Em seu governo, Hermes da Fonseca utilizou-se das tropas federais para garantir a política de intervenção nos estados, denominada “política das salvações”, apoiando os candidatos favoráveis ao governo central. Em 12 de setembro de 1912, foi deflagrada uma rebelião de caráter messiânico, na região de litígio entre os atuais estados do Paraná e Santa Catarina, conhecida como zona do Contestado. As tropas do governo do Paraná iniciaram o primeiro confronto na cidade de Irani. Entre os 23 sertanejos mortos, estava o beato José Maria, líder do movimento que pretendia fundar uma “monarquia celestial” na região. Na área sob a sua influência, não era aceita a cobrança de impostos nem permitida a propriedade da terra. Após vários conflitos armados, nos quais morreram cerca de vinte mil pessoas, a rebelião foi liquidada em 1915, já no governo de Venceslau Brás.

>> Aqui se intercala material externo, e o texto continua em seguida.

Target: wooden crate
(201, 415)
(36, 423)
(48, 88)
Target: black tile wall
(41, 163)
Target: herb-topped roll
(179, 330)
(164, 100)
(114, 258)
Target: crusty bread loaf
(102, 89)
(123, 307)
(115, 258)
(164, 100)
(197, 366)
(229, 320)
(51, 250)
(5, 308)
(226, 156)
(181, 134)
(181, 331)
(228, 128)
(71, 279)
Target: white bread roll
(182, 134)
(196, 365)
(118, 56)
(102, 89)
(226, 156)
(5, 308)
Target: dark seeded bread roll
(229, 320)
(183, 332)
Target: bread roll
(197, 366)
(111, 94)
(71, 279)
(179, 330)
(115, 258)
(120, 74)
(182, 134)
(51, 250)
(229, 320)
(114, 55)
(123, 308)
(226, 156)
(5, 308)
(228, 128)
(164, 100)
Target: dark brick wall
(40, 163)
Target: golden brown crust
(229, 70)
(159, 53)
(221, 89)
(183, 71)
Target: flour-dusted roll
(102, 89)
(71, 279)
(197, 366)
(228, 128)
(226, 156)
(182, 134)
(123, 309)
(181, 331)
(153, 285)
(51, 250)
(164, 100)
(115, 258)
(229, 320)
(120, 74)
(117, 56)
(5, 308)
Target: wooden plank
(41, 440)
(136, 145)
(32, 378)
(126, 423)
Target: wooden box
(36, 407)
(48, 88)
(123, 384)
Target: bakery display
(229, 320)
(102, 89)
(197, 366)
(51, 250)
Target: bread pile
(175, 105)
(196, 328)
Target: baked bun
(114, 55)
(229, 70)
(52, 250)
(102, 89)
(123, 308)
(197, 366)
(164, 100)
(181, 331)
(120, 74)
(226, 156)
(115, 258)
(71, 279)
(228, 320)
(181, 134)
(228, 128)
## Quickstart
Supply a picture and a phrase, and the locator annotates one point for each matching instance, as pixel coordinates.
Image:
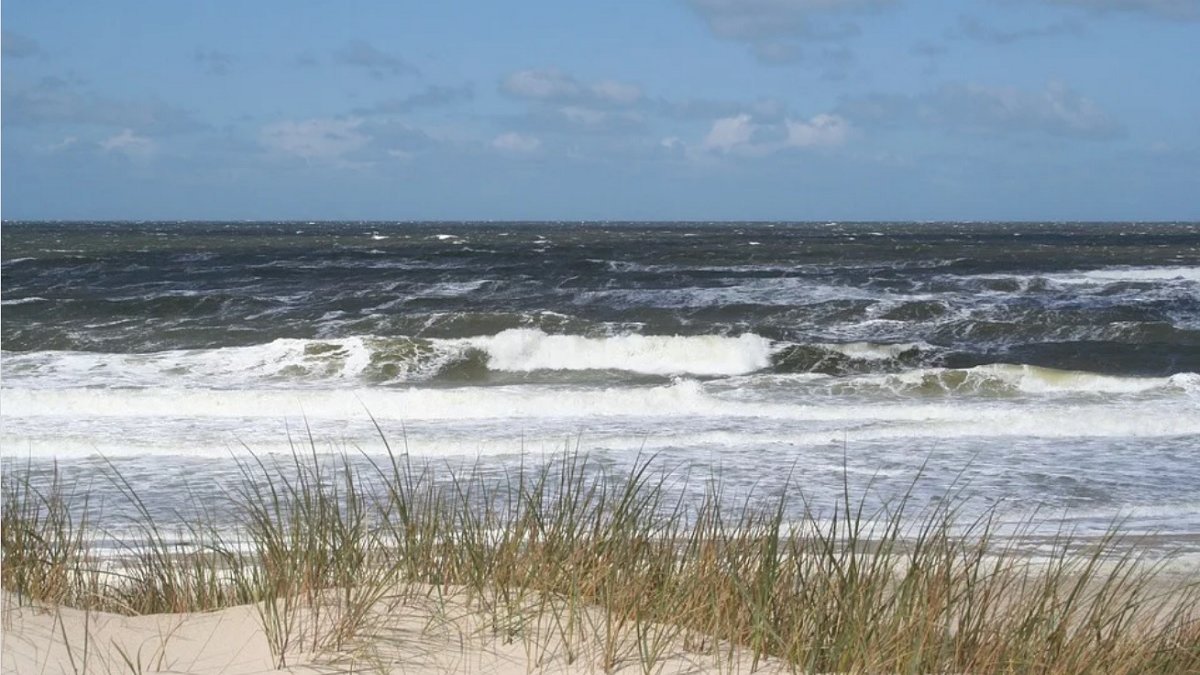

Em novembro de 1912 Hermes da Fonseca patrocinou a realização, no Rio de Janeiro, do IV Congresso Operário Brasileiro. Organizado pelo seu filho, o deputado Mário Hermes, o evento foi visto com desconfiança pela maioria dos líderes operários, que o associavam à corrente sindicalista defensora da cooperação com o Estado. Os 187 delegados inscritos foram transportados em navios do Lloyd Brasileiro ou tiveram passagens de trem pagas pelo governo, que também cedeu o palácio Monroe para as reuniões. Na ocasião, decidiu-se criar a Confederação Brasileira do Trabalho, tendo sido Mário Hermes eleito seu presidente de honra. Em 16 de março de 1913, o governo assistiu, na capital federal, à manifestação de cerca de dez mil pessoas contra a deportação de sindicalistas, em cumprimento à nova lei que determinava a expulsão do país de estrangeiros envolvidos em greves. Em maio, ocorreram manifestações operárias em vários estados. Em 8 de outubro, a pedido do presidente, foi decretado o estado de sítio na capital federal, na tentativa de conter a onda de greves e controlar o movimento operário. No mesmo ano, em dezembro, Hermes da Fonseca decretou o estado de sítio no Ceará, em decorrência da revolução em Juazeiro do Norte, que se originou da aliança formada entre o padre Cícero e os opositores ao governo de Franco Rabelo, indicado pelo governo federal.
Em seus dois primeiros anos de governo, Hermes da Fonseca administrou o déficit público, graças ao momento favorável vivido pela economia brasileira. O crescimento das exportações de café e borracha, entre 1909 e 1912, além da afluência de capitais estrangeiros deram ao governo margem de manobra em face do desequilíbrio orçamentário. Contudo, alterações no quadro internacional, algumas das quais conduziriam à guerra de 1914-1918, afetaram crucialmente as exportações brasileiras a partir de 1912.
Em 22 de janeiro de 1912, aconteceu o primeiro ato de censura a um filme brasileiro, A vida de João Cândido, sobre a Revolta da Chibata, do diretor Alberto Botelho. Em dezembro, o marinheiro João Cândido foi absolvido pela Justiça. Em 1913, o presidente Hermes da Fonseca casou-se com Nair de Teffé, primeira mulher caricaturista da imprensa brasileira.